Differences between sexes

The pattern of the associations between physical functions and mortality was

similar in both sexes (II). The only difference was found in vibration threshold,

which was related to mortality in the 75-year-old women, but not in men.

Higher vibration threshold has been found to associate with several chronic

conditions, such as diabetes. Vibration threshold also correlated strongly with

number of chronic diseases in the women in this sample.

A significant association between mortality and social support was found

only in the 80-year-old women (IV). This is contradictory to the findings of

earlier studies (House et al. 1982, Kaplan et al. 1988). Studies performed

exclusively with older people have found that social support predict survival in

both sexes (Jylhä & Aro 1989, Seeman et al. 1993). Men tend to maintain close,

intimate relationships with only a few people, primarily with their spouses.
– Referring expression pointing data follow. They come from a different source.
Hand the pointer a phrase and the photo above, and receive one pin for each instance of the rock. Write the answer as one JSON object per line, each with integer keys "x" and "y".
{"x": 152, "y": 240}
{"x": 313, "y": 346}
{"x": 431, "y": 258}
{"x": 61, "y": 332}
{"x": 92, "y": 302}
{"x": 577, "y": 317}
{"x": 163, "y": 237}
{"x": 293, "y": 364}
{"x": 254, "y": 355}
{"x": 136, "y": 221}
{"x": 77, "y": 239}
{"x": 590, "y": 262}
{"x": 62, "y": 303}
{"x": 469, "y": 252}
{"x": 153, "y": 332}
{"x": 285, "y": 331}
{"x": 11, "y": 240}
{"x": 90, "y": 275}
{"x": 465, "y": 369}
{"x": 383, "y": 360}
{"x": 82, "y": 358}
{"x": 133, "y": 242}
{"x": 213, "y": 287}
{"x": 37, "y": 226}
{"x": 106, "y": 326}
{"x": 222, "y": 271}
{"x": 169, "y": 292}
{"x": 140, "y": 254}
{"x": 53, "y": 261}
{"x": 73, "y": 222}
Being married has been found to be more protective for men (Berkman & Syme

1979). In this study the majority of the men were married, whereas most of the

women were widowed and lived alone. For the women living alone the quality

of social relationships seems to be more important than it is for men who are

married. Earlier studies have also shown that in women the social network and

contacts increase after the death of a spouse (Barrett & Lynch 1999, Lennartsson

1999, Pinquart 2003). In men, the situation is the reverse: becoming widowed

leads to a decrease in social contacts (van Grootheest et al. 1999).